Ce travail s’inscrit dans la lignée des ouvrages de Steven Kaplan, spécialiste des « corporations » parisiennes – le mot est peu utilisé à la fin de l’Ancien Régime – qui a considérablement renouvelé des problématiques jusque-là limitées par des considérations politiques et idéologiques1. En effet le « corporatisme », terme encore péjoratif de nos jours, a été fustigé par les historiens libéraux et parfois figé par une catégorisation sociale idéale et quelque peu théorique. Par ailleurs, le manque de monographies sur des communautés particulières ne permet pas de synthèse globale à l’échelle nationale. Porter un regard scientifique et renouvelé sur une organisation professionnelle fondamentale de l’Ancien Régime ainsi que poser un nouveau jalon pour une synthèse future de l’histoire des métiers sont donc deux autres buts de notre travail.
Les sources contemporaines soulignent le gouffre qui sépare à Paris la consommation de vin et de bière. Ainsi, 20 000 muids de bière – un muid représentant environ 268 litres – entreraient chaque année à Paris selon Antoine Lavoisier, contre 200 000 muids de vin. Legrand d’Aussy agrandit encore l’écart en donnant un rapport de 1 à 13 entre la consommation des deux boissons. Cet état de fait est dû à des facteurs culturels et religieux d’une part – la bière est alors la boisson des protestants – mais aussi frumentaires – de nombreuses régions répugnent à brasser un grain nécessaire à la fabrication de pain – et commerciaux – en 1663, la ville de Bordeaux interdit à tout brasseur de s’installer pour empêcher la concurrence avec le vin.
Pourtant, les brasseurs parisiens sont implantés depuis le xiiie siècle dans les faubourgs de Paris et constituent un groupe strictement encadré, assez riche et influent pour prendre une part importante dans les négociations fiscales qui ont lieu avec la royauté au début du siècle et dans les années 1730. Cette situation s’explique par plusieurs éléments qui font de la communauté une jurande (« corporation » ou « communauté de métiers ») à part : complexité du processus de fabrication et coût considérable de l’équipement nécessaire, structure et recrutement solidement contrôlés par les maîtres à la tête de la communauté, ou « jurés », public bien réel et très diversifié. La richesse générée par ce commerce entraîne des responsabilités nouvelles pour les maîtres et jurés, mais aussi des inégalités et des conflits, sur fond de sollicitations fiscales et de rapports de force avec la monarchie tout au long de la période.

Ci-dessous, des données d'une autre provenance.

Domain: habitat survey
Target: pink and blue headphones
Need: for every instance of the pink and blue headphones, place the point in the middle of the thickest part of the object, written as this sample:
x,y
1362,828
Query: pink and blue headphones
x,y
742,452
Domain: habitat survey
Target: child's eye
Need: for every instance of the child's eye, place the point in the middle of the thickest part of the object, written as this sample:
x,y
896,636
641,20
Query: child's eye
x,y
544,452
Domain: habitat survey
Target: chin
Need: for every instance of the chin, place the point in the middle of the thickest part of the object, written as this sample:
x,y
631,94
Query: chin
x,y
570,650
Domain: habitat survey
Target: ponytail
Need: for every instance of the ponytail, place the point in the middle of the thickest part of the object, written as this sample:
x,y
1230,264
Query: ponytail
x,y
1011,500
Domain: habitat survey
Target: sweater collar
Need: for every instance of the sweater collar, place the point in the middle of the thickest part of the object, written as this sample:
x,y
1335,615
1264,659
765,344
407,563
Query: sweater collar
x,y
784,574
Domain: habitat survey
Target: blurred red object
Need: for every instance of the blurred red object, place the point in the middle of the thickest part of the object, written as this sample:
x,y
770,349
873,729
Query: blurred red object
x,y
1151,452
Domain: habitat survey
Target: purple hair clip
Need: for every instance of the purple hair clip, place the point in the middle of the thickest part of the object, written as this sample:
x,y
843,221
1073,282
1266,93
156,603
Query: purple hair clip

1 Voir notamment Steven Kaplan, La fin des corporations, Paris, Fayard, 2001, XVI-740 p.
Sources
Notre source principale a été le Minutier central des notaires de Paris, conservé sur le site parisien des Archives nationales. Les inventaires après décès, contrats de mariage, ventes ou actes de succession constituent autant de documents précieux pour retracer la vie professionnelle, commerciale et familiale des artisans. Les dossiers de faillite conservés aux Archives de Paris ainsi que les livres de comptes associés ont constitué notre seconde source majeure. Ces deux corpus documentaires ont ensuite été complétés avec des archives de police (Châtelet), des autorités municipales (délibérations de la Ville de Paris) ou encore du pouvoir central (commission de contrôle des comptes des communautés d’arts et métiers, archives du procureur général Joly de Fleury) ; ces documents sont conservés aux Archives nationales pour les trois premiers et à la Bibliothèque nationale de France pour le dernier. Les sources imprimées, notamment l’Encyclopédie de Diderot et D’Alembert mais aussi un ouvrage pratique écrit par le brasseur Antoine-Joseph Santerre, nous ont été utiles pour décrire les opérations de fabrication de la bière. Les aspects réglementaires et législatifs sont quant à eux décrits dans le Traité de la police rédigé par le magistrat Nicolas Delamare.
Première partie
Produire de la bière à Paris au xviiie siècle
Chapitre premier
La fabrication de la bière
L’eau, l’orge, la levure et le houblon sont les ingrédients principaux qui entrent dans la fabrication de la bière. Un des enjeux du savoir-faire artisanal est de les choisir avec soin, selon le meilleur rapport qualité-prix possible. L’achat du grain fait l’objet de réglementations précises qui ne concernent pas seulement les brasseurs, mais aussi les boulangers, amidonniers et autres professions utilisant des céréales, afin d’éviter l’accaparement au détriment des particuliers et la concurrence entre les marchands de grains. D’autres additions peuvent être faites à la boisson, en fonction des recettes de chacun, pour améliorer son goût, sa conservation, ou lui procurer des propriétés supposées curatives : colle de poisson, coriandre, fruits rouges…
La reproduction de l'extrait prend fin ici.